You Know You're In Argentina When.....

I have copy/pasted all "when ..." to a file and the line numbers tells me that next is - not 49 nor 78 - but number 109.
 
Ok are you ready..................
It's when you are handed the keys to the house/apartment and they are skeleton keys.
 
103. When China town is not downtown.
104. When China town is rather a cul-de-sac (not a town).
105. When it takes me good few years to find out where #103 was.
106. When in 2005 u don't know that u go to supermarkets for ONLY non-perishable items.
107. When it takes me good 4 or 5 years to know #106.
108. When your body trembles in disbelief after u get an uninhibited smoochy from a drop dead unrelated gorgeous every time u say Hi and every time u say Bye.
109. When after #108 it might get into your head that u might b still desirable. (In extreme cases u might get carried away thinking u r marketable .. don't do that).
110. When u hardly ever get ambushed for traffic tickets at every turn. (in-spite of what u r capable of getting away with here).
 
Pizza yes, but empanadas?? How???

Tweezers and forceps ... How else?

moving along ...

111. When they classify u as "MAL EDUCADO" for insisting on not using fork & knife for your pizza.
112. When the side walk is like 135 cm in width, and the news stand is taking up 95 cm, and the owner of the news stand is standing in the middle of the left over 40 cm pouring his "mate" from the thermo into his little wooden thing with one hand, and spooning about 10 spoons of sugar with the other hand, and his assistant is trying to hand him the "bombaya" . While 1000's of pedestrians r weaving their way in all directions between him and the wall and the stand.

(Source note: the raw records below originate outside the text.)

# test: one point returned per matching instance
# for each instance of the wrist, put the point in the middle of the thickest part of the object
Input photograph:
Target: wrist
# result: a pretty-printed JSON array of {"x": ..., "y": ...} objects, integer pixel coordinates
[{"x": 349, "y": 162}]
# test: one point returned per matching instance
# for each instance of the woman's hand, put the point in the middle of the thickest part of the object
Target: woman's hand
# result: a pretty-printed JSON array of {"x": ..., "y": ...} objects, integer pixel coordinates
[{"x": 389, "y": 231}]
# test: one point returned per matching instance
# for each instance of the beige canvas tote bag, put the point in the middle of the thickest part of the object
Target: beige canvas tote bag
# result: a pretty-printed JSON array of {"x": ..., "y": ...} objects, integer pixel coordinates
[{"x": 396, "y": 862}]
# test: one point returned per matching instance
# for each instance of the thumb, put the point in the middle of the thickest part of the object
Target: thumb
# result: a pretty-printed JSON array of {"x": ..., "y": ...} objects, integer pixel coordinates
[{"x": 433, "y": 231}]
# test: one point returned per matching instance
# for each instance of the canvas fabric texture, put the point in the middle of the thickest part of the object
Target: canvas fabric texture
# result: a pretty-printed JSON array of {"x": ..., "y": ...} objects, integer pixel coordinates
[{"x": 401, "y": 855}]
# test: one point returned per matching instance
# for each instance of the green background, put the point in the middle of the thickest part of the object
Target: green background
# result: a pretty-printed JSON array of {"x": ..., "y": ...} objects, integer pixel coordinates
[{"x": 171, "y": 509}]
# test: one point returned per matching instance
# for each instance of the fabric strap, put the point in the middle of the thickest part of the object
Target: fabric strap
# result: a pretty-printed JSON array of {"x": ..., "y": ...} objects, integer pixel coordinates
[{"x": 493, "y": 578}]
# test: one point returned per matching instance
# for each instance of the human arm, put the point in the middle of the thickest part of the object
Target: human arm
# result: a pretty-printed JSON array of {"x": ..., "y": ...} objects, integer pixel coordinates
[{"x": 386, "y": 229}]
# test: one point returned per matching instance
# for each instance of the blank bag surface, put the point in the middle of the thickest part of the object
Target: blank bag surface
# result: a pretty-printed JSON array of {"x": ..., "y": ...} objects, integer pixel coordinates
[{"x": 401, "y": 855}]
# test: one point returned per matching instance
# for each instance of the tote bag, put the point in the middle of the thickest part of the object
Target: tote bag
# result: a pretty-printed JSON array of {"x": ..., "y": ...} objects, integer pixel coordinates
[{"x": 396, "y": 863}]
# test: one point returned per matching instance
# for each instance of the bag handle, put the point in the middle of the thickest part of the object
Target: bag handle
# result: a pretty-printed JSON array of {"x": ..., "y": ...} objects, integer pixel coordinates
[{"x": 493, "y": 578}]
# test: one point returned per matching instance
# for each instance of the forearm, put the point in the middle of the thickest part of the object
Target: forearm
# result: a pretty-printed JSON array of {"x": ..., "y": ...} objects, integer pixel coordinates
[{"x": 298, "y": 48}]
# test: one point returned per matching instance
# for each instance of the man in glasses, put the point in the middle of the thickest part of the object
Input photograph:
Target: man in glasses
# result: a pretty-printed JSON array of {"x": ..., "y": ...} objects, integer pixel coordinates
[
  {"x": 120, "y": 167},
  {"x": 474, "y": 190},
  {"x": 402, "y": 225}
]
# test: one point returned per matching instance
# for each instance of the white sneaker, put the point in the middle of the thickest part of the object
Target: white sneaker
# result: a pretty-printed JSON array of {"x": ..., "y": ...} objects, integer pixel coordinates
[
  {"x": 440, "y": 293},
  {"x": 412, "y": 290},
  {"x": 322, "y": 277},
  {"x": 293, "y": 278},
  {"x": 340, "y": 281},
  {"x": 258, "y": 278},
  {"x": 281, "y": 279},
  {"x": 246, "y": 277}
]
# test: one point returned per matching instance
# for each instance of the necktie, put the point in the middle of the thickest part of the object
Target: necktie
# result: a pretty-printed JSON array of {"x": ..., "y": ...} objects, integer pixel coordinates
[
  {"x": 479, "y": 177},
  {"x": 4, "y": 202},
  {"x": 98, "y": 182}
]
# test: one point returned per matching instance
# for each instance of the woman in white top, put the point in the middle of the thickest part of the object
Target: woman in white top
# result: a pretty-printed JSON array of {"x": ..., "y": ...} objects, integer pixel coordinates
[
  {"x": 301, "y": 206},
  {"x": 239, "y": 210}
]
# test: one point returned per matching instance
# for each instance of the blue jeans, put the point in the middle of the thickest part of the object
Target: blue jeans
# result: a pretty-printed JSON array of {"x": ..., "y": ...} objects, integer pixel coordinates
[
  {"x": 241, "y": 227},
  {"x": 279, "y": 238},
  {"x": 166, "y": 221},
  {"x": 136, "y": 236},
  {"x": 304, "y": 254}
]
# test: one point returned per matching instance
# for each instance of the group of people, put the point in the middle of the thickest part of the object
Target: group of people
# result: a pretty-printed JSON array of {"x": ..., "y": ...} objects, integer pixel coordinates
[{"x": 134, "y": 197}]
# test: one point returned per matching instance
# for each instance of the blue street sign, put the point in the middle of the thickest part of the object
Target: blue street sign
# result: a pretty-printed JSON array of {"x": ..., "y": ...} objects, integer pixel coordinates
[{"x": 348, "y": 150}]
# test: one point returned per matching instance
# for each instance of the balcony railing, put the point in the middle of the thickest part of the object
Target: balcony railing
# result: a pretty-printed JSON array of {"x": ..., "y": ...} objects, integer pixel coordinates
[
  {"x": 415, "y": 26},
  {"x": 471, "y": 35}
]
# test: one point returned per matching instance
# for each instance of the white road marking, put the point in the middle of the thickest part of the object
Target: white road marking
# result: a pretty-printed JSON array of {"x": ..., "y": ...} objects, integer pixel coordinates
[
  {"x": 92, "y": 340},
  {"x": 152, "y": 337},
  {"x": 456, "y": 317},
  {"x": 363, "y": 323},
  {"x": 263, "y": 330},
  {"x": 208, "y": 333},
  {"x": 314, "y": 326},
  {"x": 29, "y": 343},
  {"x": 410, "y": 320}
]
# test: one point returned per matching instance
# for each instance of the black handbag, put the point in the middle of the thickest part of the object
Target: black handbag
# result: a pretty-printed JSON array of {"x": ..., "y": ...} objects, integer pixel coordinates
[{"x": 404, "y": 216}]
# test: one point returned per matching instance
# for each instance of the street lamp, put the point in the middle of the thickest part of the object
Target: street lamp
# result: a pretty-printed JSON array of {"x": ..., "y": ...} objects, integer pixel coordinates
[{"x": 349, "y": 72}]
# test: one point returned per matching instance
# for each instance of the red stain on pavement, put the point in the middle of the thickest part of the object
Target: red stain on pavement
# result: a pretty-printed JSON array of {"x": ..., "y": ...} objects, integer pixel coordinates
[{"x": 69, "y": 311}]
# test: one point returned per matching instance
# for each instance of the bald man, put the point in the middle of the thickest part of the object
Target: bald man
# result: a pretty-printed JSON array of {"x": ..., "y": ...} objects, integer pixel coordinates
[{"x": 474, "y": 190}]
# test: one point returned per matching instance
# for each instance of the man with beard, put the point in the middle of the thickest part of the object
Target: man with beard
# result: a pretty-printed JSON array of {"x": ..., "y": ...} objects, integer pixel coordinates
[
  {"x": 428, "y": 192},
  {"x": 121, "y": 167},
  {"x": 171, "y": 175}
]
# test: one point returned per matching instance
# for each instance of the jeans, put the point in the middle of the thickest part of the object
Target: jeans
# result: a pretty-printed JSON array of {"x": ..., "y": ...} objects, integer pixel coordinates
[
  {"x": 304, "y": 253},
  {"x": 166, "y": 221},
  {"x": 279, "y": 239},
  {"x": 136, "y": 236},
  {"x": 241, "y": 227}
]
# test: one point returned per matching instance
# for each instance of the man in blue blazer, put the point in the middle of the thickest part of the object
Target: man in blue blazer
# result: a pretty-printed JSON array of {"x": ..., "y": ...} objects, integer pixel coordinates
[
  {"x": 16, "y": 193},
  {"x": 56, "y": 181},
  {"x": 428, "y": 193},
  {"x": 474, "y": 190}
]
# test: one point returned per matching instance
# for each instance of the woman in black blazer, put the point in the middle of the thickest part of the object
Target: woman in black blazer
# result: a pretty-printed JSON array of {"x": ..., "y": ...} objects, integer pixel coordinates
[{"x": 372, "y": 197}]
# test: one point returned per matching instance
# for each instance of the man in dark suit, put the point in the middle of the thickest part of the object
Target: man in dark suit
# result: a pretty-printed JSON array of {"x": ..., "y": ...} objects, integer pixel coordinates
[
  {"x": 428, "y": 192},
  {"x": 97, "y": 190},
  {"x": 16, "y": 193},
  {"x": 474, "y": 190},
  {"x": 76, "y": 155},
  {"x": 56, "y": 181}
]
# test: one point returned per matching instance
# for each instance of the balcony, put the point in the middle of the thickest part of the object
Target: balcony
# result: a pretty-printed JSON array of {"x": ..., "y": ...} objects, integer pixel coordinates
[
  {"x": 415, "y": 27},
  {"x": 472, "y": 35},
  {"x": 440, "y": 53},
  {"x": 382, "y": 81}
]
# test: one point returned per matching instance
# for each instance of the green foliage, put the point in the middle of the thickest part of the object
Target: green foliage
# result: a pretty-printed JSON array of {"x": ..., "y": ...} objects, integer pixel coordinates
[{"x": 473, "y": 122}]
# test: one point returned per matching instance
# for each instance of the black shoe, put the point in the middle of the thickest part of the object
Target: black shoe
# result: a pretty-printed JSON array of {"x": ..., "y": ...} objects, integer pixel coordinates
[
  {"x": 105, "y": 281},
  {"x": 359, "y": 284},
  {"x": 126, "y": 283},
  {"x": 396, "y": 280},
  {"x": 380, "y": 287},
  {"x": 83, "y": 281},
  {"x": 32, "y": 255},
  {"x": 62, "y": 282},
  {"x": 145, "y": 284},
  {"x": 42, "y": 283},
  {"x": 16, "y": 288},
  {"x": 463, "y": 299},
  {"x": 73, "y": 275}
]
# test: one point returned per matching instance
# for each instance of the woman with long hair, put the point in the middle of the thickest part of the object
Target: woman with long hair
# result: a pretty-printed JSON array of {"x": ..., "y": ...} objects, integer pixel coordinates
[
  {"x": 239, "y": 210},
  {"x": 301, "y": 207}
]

p.s. "bombaya" is the thingy to sip mate. (Those whose mind is in the gutter might mistake it for panties).

113. When a tourist in the middle of the this whole mess #122, is weaving through and reading his Lonely Planet trying to get a first hand knowledge of Argentina from a reliable source.
 
75. You know you are in Argentina : when your taxi driver's cologne is suffocating, and the English music/songs
he plays is cheesy, and your driver feels like he drives like a superman.

Actually I had the following happening to me: I came with a taxi from Ezeiza and the taxidriver asked me if there were a lot of people. I said there were people from just one or two planes at migraciones. So the taxi driver takes his phone, calls his mistress and asks her to book a bed in a telo.